The police detained the protesters, say UN sources in Kosovo's capital, Pristina, and the operation at first seemed peaceful. Yet large crowds attacked the largely Polish UN police force, injuring some 22 of them, along with eight French, and forcefully retook several detainees.
The UN police withdrew around 10:45 a.m. under a hail of grenades, explosives, and rocks – leaving the restoration of order to the UN-mandated NATO troops deployed in Kosovo, known as KFOR.
"After attacks with explosive devices suspected to be hand grenades, and firearms, the police are ordered to withdraw from the north of Mitrovica, while the situation will be taken over by KFOR," said a UN statement.
'An international screw-up'
The timing of the UN action, on March 17, the fourth anniversary of Albanian violence against Serbs in Kosovo that is remembered with great pain – played loudly in Serb media Monday. Serb sources claimed more than 70 were injured and showed photos of female courthouse employees in handcuffs being taken by UN soldiers out of the building.

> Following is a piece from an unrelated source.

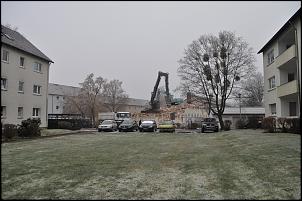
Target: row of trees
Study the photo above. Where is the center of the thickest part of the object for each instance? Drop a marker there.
(219, 68)
(95, 95)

"I can't imagine a worse policy decision by NATO and UNMIK [UN Mission in Kosovo] in terms of timing," says James Lyon, of the International Crisis Group in Belgrade. "This keeps Kosovo in the news and hot, exactly what [former Prime Minister] Kostunica wants. In terms of visuals and imagery in the Belgrade media, it is an international screw-up."
Conflicting official reports exist over whether automatic weapons fire was used by the Serb crowd, since firecrackers, mistaken for shots, were also thrown. The use of automatic weapons is considered a psychological red line by NATO officials.
'Radicals want problems [in Kosovo]'
Senior UN sources in Pristina and other analysts regarded the episode as a further step toward Serb partition of north Kosovo and a challenge to a planned upcoming European Union civil society mission to Kosovo. Mitrovica, a divided city on the edge of the northern Kosovo region known by the same name, is already partitioned and the area north of the Ibar river is held de facto by the Serb minority.
The incident may be the first step in a hard-line strategy designed to put radicals in power in May, analysts say. The Serbian government collapsed last week and newly elected President Boris Tadic, a pro-Europe moderate, was forced to call snap elections in May. His party will be running against a radical party headed by ultranationalist Tomislav Nikolic.
"The radicals want problems on the ground, that helps their cause, it keeps everyone excited in Serbia," says a senior UN official in Pristina. "Most of us who want peace want to see Tadic and the democrats. To hold Belgrade accountable may harm Tadic. But at this point there may not be a way out."
On Monday, Tadic called the UN-NATO actions an "excessive use of force that could lead to an escalation of violence in Kosovo."
Worst clash since Feb. 17
The fracas is the most violent since the 90 percent Albanian-led Kosovo declared independence on Feb. 17, some nine years after NATO intervened to stop Serbian attacks on Albanians. Kosovo is described by Serbs as the cradle of their civilization and is a highly emotional symbol.
One question for the internationals in Kosovo is whether to put Serbs on trial for their occupation of the courthouse – something the Kosovars are calling for. Not to do so would be seen as a capitulation to the Serb crowd. To do so would be to give their trial a perpetual media show for Serbs in the run-up to the May election.